Kyle Bailey, who managed Maine’s historic ballot campaign that won the nation’s first statewide ranked choice voting law in 2016, reported that “voters overwhelmingly found ranked choice voting easy to use, they thought it was simple. Voter turnout was ten percent higher than expected. People were so excited to be able to vote and rank their choices for the first time. The benefits we talk about are real, this is not an academic experiment. That’s the power of ranked choice voting, it substantively changes the conversation.”
Bailey went on to encourage the Yes on 2 for Better Elections campaign to persevere through legal challenges by special interest groups who see Ballot Measure 2 as a threat to the broken two party system.
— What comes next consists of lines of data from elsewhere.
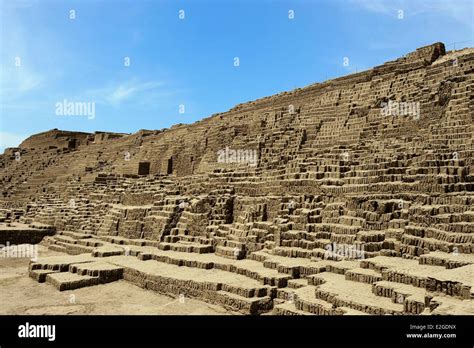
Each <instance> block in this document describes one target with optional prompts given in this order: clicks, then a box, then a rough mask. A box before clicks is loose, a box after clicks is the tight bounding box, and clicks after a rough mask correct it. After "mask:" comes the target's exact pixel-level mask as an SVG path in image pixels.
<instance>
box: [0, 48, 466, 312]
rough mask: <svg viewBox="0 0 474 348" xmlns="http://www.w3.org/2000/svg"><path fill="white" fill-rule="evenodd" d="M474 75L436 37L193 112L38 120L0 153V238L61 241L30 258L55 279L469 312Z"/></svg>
mask: <svg viewBox="0 0 474 348" xmlns="http://www.w3.org/2000/svg"><path fill="white" fill-rule="evenodd" d="M473 88H474V49H471V48H467V49H464V50H459V51H449V52H446V51H445V47H444V45H443V44H442V43H435V44H433V45H430V46H426V47H422V48H419V49H417V50H416V51H415V52H412V53H409V54H408V55H406V56H405V57H402V58H399V59H397V60H394V61H391V62H387V63H385V64H383V65H381V66H377V67H375V68H373V69H370V70H367V71H363V72H360V73H356V74H351V75H348V76H344V77H341V78H337V79H333V80H329V81H326V82H324V83H317V84H314V85H310V86H308V87H305V88H300V89H296V90H294V91H291V92H284V93H281V94H278V95H274V96H270V97H267V98H263V99H259V100H255V101H252V102H249V103H245V104H240V105H237V106H236V107H234V108H233V109H231V110H229V111H228V112H225V113H221V114H216V115H212V116H211V117H209V118H206V119H203V120H201V121H199V122H196V123H194V124H190V125H182V124H179V125H176V126H173V127H171V128H170V129H165V130H158V131H150V130H141V131H139V132H137V133H135V134H131V135H129V134H116V133H109V132H96V133H94V134H88V133H80V132H68V131H60V130H57V129H54V130H51V131H48V132H45V133H41V134H36V135H33V136H31V137H30V138H28V139H27V140H25V141H24V142H23V143H22V144H21V145H20V147H19V148H13V149H7V151H5V154H3V155H2V156H1V157H0V180H1V182H2V196H1V200H0V206H1V207H2V209H1V210H0V215H1V216H0V221H3V223H2V224H1V225H0V226H1V227H0V229H1V230H3V231H1V232H2V234H3V236H4V237H3V239H5V238H7V237H5V236H9V237H8V238H10V240H18V241H21V242H24V240H25V239H26V240H28V238H29V239H31V242H32V243H35V242H37V239H38V236H39V239H41V237H43V236H45V237H44V238H43V240H42V243H44V244H45V245H47V246H48V247H49V248H50V249H53V250H56V251H59V252H64V253H65V254H64V255H63V256H56V257H49V258H48V257H47V258H40V259H38V260H36V261H35V262H33V261H32V262H31V264H30V276H31V277H32V278H34V279H36V280H38V281H39V282H47V283H51V284H52V285H54V286H55V287H57V288H58V289H59V290H61V291H62V290H72V289H76V288H79V287H84V286H93V285H96V284H101V283H106V282H111V281H116V280H118V279H125V280H128V281H131V282H133V283H134V284H136V285H137V286H140V287H143V288H146V289H150V290H153V291H157V292H159V293H162V294H167V295H171V296H175V297H180V298H181V297H192V298H197V299H200V300H203V301H207V302H210V303H214V304H219V305H222V306H224V307H226V308H227V309H229V311H238V312H242V313H246V314H261V313H265V312H269V313H273V314H291V315H295V314H298V315H299V314H303V315H304V314H334V315H344V314H420V313H423V314H474V301H473V298H474V284H473V279H474V247H473V233H474V208H473V207H474V204H473V203H474V194H473V191H474V176H473V169H474V163H473V160H472V158H473V130H474V128H473V121H474V99H473V95H474V94H473ZM12 230H14V232H12ZM19 231H21V232H19ZM52 291H53V288H52ZM131 314H133V313H131Z"/></svg>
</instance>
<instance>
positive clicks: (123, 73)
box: [0, 0, 474, 152]
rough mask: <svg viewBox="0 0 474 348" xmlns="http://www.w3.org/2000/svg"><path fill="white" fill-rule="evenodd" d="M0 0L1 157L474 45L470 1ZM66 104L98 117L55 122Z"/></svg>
mask: <svg viewBox="0 0 474 348" xmlns="http://www.w3.org/2000/svg"><path fill="white" fill-rule="evenodd" d="M0 4H1V5H0V26H1V33H0V37H1V41H0V48H1V54H0V73H1V75H0V151H2V152H3V150H4V148H5V147H9V146H16V145H18V144H19V143H20V142H21V140H23V139H24V138H26V137H28V136H29V135H31V134H33V133H38V132H41V131H45V130H48V129H52V128H59V129H66V130H78V131H87V132H93V131H95V130H107V131H115V132H127V133H133V132H135V131H137V130H139V129H161V128H165V127H170V126H171V125H173V124H176V123H192V122H194V121H197V120H199V119H201V118H204V117H207V116H209V115H211V114H213V113H217V112H223V111H226V110H228V109H229V108H231V107H233V106H234V105H236V104H239V103H242V102H246V101H251V100H254V99H256V98H260V97H264V96H267V95H271V94H275V93H279V92H282V91H285V90H292V89H294V88H295V87H303V86H305V85H308V84H311V83H314V82H319V81H324V80H326V79H328V78H332V77H337V76H342V75H346V74H348V73H351V72H355V71H356V70H357V71H360V70H363V69H367V68H370V67H372V66H375V65H379V64H382V63H383V62H385V61H387V60H391V59H395V58H398V57H399V56H402V55H404V54H406V53H408V52H410V51H413V50H415V49H416V48H417V47H420V46H423V45H427V44H431V43H433V42H437V41H442V42H444V43H445V44H450V43H453V42H460V41H466V40H471V41H470V42H463V43H458V44H456V49H458V48H462V47H472V46H474V41H473V40H474V28H473V21H474V18H473V16H474V1H472V0H446V1H442V0H433V1H428V0H407V1H401V0H400V1H397V0H386V1H384V0H380V1H377V0H360V1H359V0H327V1H326V0H312V1H310V0H305V1H299V0H291V1H289V0H281V1H265V0H261V1H258V0H226V1H223V0H220V1H219V0H189V1H176V0H169V1H152V0H148V1H145V0H82V1H60V0H42V1H34V0H28V1H27V0H25V1H12V0H0ZM71 10H72V11H74V15H75V18H74V19H71V18H70V17H71V16H72V14H73V13H72V12H71ZM180 10H183V11H184V19H181V18H180V14H181V16H182V14H183V12H180ZM290 10H291V11H294V12H293V13H294V18H292V19H290V18H289V17H290V16H289V15H290V13H289V11H290ZM400 10H401V11H403V13H401V12H400ZM400 15H401V16H402V17H403V18H399V16H400ZM452 48H453V45H450V46H447V49H452ZM126 57H128V58H129V60H130V65H129V66H125V64H124V63H125V60H126ZM236 57H237V58H238V59H239V63H240V65H239V66H235V64H234V63H235V58H236ZM345 57H347V58H348V59H349V65H348V66H344V65H343V62H344V58H345ZM64 99H66V100H68V101H72V102H90V103H95V117H94V118H93V119H91V118H88V117H84V116H77V115H75V116H61V115H56V113H55V111H56V107H55V106H56V103H58V102H62V101H63V100H64ZM180 105H182V106H184V113H180ZM182 106H181V111H183V109H182V108H183V107H182Z"/></svg>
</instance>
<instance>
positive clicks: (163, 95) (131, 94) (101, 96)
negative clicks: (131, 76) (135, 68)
mask: <svg viewBox="0 0 474 348" xmlns="http://www.w3.org/2000/svg"><path fill="white" fill-rule="evenodd" d="M164 86H165V83H164V82H161V81H145V82H142V81H138V80H136V79H133V80H130V81H125V82H121V83H119V84H118V85H117V84H115V85H109V86H106V87H103V88H98V89H90V90H88V91H86V92H85V93H84V96H83V97H82V99H84V97H85V98H86V99H87V100H92V101H95V102H98V103H104V104H108V105H112V106H115V107H116V106H119V105H121V104H122V103H133V104H146V103H153V102H154V101H155V102H156V100H157V99H158V98H160V97H163V96H165V95H170V94H173V93H174V91H172V90H170V89H167V88H166V89H165V88H162V87H164Z"/></svg>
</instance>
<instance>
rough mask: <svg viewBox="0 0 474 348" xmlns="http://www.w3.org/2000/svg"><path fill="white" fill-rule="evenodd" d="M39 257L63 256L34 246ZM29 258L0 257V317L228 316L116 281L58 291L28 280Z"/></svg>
mask: <svg viewBox="0 0 474 348" xmlns="http://www.w3.org/2000/svg"><path fill="white" fill-rule="evenodd" d="M38 253H39V256H40V257H42V256H55V255H65V254H63V253H59V252H55V251H51V250H48V249H47V248H45V247H43V246H41V245H39V246H38ZM28 263H29V259H25V258H4V257H2V258H0V314H178V315H179V314H200V315H218V314H220V315H222V314H230V313H229V312H228V311H226V310H225V309H224V308H222V307H219V306H215V305H211V304H207V303H205V302H202V301H197V300H193V299H187V298H186V299H184V302H183V301H182V300H181V301H180V300H179V299H175V298H172V297H168V296H164V295H160V294H157V293H155V292H152V291H148V290H144V289H141V288H138V287H136V286H134V285H133V284H131V283H129V282H127V281H124V280H120V281H118V282H113V283H109V284H103V285H97V286H92V287H86V288H82V289H76V290H71V291H63V292H59V291H57V290H56V289H55V288H54V287H52V286H51V285H49V284H46V283H42V284H40V283H37V282H36V281H34V280H33V279H30V278H29V277H28Z"/></svg>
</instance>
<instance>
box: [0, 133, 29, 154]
mask: <svg viewBox="0 0 474 348" xmlns="http://www.w3.org/2000/svg"><path fill="white" fill-rule="evenodd" d="M26 138H27V136H25V135H20V134H14V133H9V132H2V131H0V153H3V152H4V151H5V149H6V148H7V147H16V146H18V145H20V143H21V142H22V141H23V140H25V139H26Z"/></svg>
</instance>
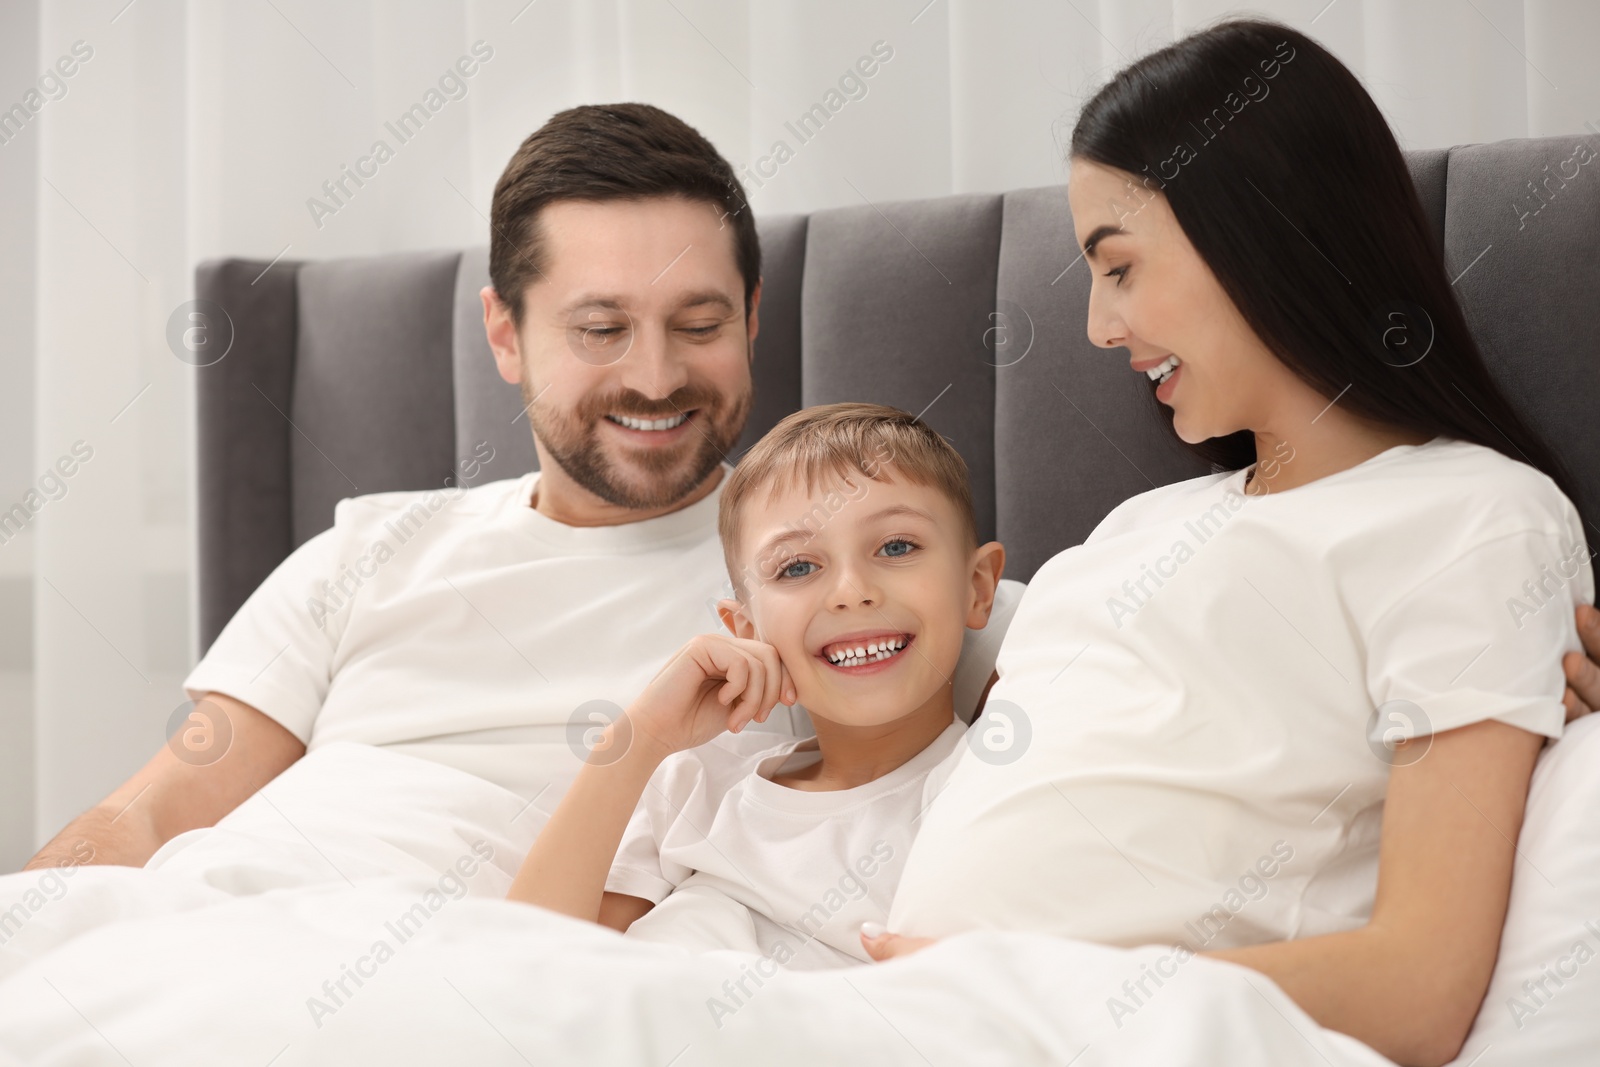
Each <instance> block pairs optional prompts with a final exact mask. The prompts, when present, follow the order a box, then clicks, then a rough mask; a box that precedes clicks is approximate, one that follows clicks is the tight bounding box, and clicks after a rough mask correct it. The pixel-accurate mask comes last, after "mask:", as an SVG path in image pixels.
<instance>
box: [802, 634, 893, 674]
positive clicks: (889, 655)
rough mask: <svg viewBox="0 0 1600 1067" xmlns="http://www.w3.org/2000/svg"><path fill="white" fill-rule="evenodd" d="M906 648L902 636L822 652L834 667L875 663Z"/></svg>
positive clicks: (830, 663) (884, 638)
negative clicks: (899, 649) (831, 650)
mask: <svg viewBox="0 0 1600 1067" xmlns="http://www.w3.org/2000/svg"><path fill="white" fill-rule="evenodd" d="M902 648H906V638H904V637H883V638H877V640H872V641H866V643H862V645H856V646H854V648H851V646H848V645H846V646H843V648H835V649H832V651H826V653H822V654H824V656H827V661H829V662H830V664H834V665H835V667H859V665H861V664H875V662H878V661H882V659H888V657H890V656H893V654H896V653H899V649H902Z"/></svg>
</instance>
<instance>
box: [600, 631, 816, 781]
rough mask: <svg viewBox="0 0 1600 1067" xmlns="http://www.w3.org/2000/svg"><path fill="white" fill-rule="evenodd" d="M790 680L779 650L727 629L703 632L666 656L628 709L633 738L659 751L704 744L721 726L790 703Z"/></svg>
mask: <svg viewBox="0 0 1600 1067" xmlns="http://www.w3.org/2000/svg"><path fill="white" fill-rule="evenodd" d="M797 699H798V696H797V694H795V685H794V680H792V678H790V677H789V669H787V667H784V664H782V659H779V656H778V649H776V648H773V646H771V645H768V643H765V641H754V640H746V638H739V637H730V635H725V633H701V635H699V637H696V638H693V640H691V641H690V643H688V645H685V646H683V648H682V649H678V653H677V656H674V657H672V659H670V661H667V665H666V667H662V669H661V670H659V672H658V673H656V677H654V678H651V681H650V685H646V686H645V691H643V693H640V694H638V699H635V701H634V702H632V704H630V705H629V709H627V718H629V725H630V726H632V731H634V739H632V741H634V742H635V744H638V742H643V744H648V745H651V749H654V750H656V752H658V753H659V755H662V757H666V755H669V753H672V752H682V750H683V749H693V747H696V745H701V744H706V742H707V741H710V739H712V737H715V736H717V734H720V733H723V731H725V729H728V731H733V733H739V731H741V729H744V726H746V725H747V723H750V721H766V717H768V715H770V713H771V710H773V705H774V704H794V702H795V701H797Z"/></svg>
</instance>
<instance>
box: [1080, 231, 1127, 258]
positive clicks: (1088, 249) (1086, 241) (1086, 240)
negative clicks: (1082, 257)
mask: <svg viewBox="0 0 1600 1067" xmlns="http://www.w3.org/2000/svg"><path fill="white" fill-rule="evenodd" d="M1126 232H1128V230H1125V229H1122V227H1120V226H1096V227H1094V232H1093V234H1090V238H1088V240H1086V242H1083V254H1085V256H1086V258H1088V259H1094V246H1096V245H1099V243H1101V240H1102V238H1106V237H1120V235H1126Z"/></svg>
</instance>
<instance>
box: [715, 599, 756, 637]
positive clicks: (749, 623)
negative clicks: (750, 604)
mask: <svg viewBox="0 0 1600 1067" xmlns="http://www.w3.org/2000/svg"><path fill="white" fill-rule="evenodd" d="M717 616H718V617H720V619H722V624H723V625H725V627H728V632H730V633H733V635H734V637H738V638H742V640H746V641H749V640H755V624H752V622H750V619H749V616H746V614H744V605H742V603H739V601H738V600H733V598H730V597H723V598H722V600H718V601H717Z"/></svg>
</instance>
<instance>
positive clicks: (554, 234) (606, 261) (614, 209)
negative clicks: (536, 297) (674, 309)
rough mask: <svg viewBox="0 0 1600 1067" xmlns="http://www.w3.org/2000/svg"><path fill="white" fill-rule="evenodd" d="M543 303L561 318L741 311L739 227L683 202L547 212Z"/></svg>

“There are powerful political interests who oppose ranked choice voting, because it threatens some in the status quo. It threatens the ad makers, it threatens the politicians who’ve won by slicing and dicing the electorate, who don’t think they can win with 50% + 1.” In Maine, Bailey has successfully defended multiple attempts by the legislature to repeal the voter-approved law. “The effort to strengthen our democracy isn’t something we accomplish in one election or one campaign, it’s ongoing,” he said.
In addition to instituting ranked choice voting in general elections, Ballot Measure 2 would improve Alaska’s elections by creating a single unified primary ballot open to all voters and eliminating Dark Money secret spending on campaigns. Together, these common-sense updates to Alaska’s electoral process will give voters more voice, more choice, more power, and better representation from our elected officials.